In 1926 the large Europahaus was built in the rear gardens. From 1928 to 1931, the Palais was rented by the German government and used as a state guesthouse, hosting such guests as King Amānullāh Khān of Afghanistan in 1928 and King Fuad I of Egypt in 1929.

The last chapter in the Palais' history began after the Nazi Machtergreifung in 1933. In May, the headquarters of the newly established Gestapo secret police moved into a neighbouring building around the corner on Prinz-Albrecht-Strasse. When in 1934 the Sicherheitsdienst intelligence agency of the Reichsführer SS Heinrich Himmler took control over the Gestapo, Sicherheitsdienst chief Reinhard Heydrich moved from Munich to the Berlin Prinz-Albrecht-Palais. In 1935 also the neighbouring buildings at 101 Wilhelmstrasse and 103/104 Wilhelmstrasse were taken over and integrated into the large complex, which in 1939 became the main administrative seat of the SS-Reichssicherheitshauptamt (RSHA).

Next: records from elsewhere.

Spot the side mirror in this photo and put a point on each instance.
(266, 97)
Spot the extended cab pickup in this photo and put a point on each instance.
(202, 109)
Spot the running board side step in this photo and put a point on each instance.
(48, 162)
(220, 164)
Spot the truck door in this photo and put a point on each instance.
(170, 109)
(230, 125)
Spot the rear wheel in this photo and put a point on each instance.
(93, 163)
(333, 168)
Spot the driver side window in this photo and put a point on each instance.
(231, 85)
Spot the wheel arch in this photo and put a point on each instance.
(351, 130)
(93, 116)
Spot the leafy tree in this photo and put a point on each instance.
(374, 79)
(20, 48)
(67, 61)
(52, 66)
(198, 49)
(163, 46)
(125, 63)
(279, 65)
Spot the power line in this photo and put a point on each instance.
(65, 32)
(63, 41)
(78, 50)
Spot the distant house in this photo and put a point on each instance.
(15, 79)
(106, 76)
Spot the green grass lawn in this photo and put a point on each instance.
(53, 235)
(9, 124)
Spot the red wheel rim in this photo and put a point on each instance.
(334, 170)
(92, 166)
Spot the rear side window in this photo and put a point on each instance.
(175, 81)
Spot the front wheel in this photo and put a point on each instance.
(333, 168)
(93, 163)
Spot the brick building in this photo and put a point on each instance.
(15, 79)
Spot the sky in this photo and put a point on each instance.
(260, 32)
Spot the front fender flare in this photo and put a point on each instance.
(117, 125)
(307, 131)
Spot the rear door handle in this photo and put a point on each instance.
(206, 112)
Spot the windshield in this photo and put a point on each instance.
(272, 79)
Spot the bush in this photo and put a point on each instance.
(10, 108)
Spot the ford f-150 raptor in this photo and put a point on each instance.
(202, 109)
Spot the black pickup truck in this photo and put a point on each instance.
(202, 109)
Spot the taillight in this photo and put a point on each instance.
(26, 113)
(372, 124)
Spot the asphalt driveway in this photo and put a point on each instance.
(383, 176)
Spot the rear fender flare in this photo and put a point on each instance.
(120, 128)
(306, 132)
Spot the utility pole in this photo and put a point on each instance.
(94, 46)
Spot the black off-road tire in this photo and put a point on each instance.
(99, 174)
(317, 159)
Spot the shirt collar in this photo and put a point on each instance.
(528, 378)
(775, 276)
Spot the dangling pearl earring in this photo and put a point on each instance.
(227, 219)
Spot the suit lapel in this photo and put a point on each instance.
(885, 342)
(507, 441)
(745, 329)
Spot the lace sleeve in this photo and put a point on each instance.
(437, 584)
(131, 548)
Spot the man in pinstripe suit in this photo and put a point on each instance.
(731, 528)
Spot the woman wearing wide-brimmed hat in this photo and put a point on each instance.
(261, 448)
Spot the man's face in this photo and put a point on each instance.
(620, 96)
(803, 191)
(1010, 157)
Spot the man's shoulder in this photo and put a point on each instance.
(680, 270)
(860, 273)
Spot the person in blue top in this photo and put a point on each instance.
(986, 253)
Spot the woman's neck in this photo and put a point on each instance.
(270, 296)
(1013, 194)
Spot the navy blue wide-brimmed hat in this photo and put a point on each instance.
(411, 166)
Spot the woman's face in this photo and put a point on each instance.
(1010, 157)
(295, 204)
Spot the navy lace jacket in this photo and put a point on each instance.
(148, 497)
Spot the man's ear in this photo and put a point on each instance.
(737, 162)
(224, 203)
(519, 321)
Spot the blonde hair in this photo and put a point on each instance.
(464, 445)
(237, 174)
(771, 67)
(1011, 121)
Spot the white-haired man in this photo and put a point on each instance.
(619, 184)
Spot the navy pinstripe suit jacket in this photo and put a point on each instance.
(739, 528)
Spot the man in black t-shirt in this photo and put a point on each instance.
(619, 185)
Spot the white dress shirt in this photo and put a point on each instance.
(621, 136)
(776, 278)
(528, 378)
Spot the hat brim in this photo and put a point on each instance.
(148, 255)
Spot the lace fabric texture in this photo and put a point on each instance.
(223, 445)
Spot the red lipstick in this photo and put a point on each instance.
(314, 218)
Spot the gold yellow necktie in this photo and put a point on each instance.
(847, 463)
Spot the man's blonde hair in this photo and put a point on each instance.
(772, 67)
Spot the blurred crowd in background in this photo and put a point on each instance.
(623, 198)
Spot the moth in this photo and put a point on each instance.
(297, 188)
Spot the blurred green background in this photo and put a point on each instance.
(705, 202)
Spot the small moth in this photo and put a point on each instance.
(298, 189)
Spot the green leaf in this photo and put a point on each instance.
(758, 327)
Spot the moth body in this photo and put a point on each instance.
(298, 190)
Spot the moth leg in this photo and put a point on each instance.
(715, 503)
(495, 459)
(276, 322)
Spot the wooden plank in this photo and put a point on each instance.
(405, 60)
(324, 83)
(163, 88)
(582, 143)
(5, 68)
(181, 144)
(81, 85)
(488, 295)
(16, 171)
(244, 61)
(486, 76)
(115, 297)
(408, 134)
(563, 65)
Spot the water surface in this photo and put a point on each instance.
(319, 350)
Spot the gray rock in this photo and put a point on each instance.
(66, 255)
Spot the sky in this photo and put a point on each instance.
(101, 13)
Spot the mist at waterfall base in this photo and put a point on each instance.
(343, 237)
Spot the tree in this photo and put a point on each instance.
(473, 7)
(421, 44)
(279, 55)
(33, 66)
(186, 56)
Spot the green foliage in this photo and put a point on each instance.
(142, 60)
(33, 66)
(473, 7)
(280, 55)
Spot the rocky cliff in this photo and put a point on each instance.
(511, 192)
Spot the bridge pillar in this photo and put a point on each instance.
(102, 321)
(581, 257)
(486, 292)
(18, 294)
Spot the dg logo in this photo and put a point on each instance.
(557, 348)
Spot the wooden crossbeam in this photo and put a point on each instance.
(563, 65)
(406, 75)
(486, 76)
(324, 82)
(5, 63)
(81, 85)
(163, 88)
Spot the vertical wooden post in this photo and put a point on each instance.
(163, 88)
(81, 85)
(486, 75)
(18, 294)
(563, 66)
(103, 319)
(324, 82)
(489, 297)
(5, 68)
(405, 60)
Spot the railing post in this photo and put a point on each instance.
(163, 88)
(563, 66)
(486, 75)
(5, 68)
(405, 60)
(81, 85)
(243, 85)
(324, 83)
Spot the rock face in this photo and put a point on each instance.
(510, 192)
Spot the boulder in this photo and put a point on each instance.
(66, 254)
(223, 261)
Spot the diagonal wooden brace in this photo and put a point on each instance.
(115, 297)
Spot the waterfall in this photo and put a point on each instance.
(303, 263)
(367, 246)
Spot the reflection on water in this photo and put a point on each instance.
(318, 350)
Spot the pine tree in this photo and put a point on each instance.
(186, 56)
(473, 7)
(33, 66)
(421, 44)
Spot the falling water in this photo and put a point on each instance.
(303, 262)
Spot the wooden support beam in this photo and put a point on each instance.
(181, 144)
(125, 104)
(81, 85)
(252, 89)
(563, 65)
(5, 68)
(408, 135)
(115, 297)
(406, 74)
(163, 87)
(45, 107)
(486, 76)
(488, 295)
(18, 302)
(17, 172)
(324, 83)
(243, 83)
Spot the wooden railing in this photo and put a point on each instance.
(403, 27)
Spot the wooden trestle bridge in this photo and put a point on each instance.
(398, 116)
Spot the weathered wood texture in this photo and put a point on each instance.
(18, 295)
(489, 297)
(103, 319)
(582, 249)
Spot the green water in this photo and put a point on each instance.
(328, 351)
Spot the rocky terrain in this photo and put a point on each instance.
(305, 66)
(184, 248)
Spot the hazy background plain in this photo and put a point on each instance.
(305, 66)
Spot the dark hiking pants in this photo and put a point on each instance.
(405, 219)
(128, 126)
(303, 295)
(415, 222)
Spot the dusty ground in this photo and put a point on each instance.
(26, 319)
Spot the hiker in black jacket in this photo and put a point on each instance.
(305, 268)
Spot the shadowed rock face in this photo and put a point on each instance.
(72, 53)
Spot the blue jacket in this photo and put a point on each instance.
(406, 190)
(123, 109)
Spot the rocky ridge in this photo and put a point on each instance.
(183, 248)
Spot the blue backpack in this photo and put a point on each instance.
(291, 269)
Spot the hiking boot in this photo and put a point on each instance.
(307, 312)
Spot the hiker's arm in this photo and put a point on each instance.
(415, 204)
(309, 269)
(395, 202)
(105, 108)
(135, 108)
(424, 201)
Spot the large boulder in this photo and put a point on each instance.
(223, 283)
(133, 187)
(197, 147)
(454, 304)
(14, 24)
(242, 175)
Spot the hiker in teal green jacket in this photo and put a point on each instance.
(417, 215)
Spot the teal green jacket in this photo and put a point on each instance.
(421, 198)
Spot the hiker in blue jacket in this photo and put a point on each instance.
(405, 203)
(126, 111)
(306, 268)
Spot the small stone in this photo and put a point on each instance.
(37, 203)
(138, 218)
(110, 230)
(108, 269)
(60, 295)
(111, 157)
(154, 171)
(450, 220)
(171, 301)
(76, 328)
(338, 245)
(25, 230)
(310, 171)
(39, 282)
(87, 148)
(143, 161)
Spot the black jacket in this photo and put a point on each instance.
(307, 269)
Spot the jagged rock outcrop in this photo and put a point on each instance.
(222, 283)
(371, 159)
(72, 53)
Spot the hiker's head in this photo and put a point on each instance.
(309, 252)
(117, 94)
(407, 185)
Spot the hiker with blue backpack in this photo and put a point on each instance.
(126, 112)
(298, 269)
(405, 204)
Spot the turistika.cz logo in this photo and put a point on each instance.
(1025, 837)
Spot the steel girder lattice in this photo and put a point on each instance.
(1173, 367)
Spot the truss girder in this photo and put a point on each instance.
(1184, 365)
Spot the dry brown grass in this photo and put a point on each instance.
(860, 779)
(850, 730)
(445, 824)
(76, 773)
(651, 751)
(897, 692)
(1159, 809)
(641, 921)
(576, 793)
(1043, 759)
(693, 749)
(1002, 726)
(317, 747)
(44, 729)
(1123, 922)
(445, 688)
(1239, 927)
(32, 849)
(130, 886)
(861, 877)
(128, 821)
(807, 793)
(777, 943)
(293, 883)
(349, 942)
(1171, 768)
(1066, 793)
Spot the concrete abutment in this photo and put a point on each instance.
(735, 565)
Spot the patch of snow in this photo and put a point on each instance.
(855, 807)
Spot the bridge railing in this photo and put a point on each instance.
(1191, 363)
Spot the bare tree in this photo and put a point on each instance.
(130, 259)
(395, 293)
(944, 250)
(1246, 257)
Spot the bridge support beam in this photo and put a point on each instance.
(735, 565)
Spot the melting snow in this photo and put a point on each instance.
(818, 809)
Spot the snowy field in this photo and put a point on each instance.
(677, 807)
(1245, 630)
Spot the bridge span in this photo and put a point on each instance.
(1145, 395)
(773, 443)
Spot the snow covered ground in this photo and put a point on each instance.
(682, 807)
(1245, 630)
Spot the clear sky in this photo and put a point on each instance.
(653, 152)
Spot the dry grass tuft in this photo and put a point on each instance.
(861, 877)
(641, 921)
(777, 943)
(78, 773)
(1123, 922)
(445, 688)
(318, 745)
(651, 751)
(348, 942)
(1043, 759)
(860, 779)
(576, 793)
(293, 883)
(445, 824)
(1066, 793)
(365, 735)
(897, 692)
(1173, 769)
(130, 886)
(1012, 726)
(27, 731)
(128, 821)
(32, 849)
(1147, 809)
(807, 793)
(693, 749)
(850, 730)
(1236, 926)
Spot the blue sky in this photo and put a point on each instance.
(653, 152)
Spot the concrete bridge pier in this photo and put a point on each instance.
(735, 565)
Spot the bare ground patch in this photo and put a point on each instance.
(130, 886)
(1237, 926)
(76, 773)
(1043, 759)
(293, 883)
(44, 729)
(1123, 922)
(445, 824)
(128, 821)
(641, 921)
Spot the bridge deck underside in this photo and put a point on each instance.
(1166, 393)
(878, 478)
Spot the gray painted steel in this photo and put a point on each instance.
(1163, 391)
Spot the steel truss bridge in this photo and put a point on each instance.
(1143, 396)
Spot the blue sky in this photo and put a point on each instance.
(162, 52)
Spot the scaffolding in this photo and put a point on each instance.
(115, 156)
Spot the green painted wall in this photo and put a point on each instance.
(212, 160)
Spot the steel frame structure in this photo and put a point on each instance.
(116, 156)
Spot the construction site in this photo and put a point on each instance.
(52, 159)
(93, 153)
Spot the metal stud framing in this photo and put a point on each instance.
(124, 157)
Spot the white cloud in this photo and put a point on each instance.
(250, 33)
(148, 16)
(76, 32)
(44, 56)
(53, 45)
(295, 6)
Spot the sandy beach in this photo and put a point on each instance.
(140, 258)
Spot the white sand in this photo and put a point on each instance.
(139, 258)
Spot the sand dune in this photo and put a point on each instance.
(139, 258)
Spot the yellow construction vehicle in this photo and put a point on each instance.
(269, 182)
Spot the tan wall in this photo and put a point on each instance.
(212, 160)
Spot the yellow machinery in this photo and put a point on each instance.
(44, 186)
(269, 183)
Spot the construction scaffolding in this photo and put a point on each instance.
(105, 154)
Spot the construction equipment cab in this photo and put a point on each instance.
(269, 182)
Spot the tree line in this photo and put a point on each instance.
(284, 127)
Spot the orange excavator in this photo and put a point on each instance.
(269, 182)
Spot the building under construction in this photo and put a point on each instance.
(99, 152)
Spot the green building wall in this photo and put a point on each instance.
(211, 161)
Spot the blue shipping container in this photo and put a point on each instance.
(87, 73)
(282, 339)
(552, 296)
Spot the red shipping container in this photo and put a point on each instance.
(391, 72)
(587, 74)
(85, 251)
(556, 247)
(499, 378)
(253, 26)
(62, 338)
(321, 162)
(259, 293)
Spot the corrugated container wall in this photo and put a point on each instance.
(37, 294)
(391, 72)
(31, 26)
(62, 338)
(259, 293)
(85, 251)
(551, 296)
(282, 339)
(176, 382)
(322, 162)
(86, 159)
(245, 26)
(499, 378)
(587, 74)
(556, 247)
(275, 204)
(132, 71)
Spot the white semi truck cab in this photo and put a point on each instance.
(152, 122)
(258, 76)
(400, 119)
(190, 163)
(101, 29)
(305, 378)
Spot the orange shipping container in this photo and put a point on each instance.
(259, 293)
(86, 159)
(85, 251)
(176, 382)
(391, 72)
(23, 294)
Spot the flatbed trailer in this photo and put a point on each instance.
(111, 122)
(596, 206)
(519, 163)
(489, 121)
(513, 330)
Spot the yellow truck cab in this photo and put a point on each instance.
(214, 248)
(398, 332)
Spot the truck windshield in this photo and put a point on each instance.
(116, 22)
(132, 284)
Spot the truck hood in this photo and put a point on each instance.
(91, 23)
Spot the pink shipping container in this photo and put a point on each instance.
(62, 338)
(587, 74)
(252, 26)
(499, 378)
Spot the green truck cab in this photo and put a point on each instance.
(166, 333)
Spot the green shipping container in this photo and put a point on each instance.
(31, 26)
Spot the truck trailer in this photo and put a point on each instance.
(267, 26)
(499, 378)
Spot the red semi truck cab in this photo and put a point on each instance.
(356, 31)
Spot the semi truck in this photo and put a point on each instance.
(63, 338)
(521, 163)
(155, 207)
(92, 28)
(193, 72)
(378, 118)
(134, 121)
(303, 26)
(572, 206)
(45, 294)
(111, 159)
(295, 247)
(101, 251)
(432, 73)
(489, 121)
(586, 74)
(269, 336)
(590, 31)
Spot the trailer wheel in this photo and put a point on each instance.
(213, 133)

The Palais and the adjacent buildings were destroyed during the Battle of Berlin in a RAF air attack on 23 November 1944. Seized by the Soviet Military Administration in Germany after the war, the realty was incorporated into the American sector of Allied-occupied Berlin. The ruins were cleared in 1955, but the site was left vacant. In 1961 Prince Louis Ferdinand of Prussia, head of the House of Hohenzollern, officially renounced all claims to the realty. Today the area is used for the Topography of Terror exhibition, which focuses on the human rights abuses of the Nazi police state.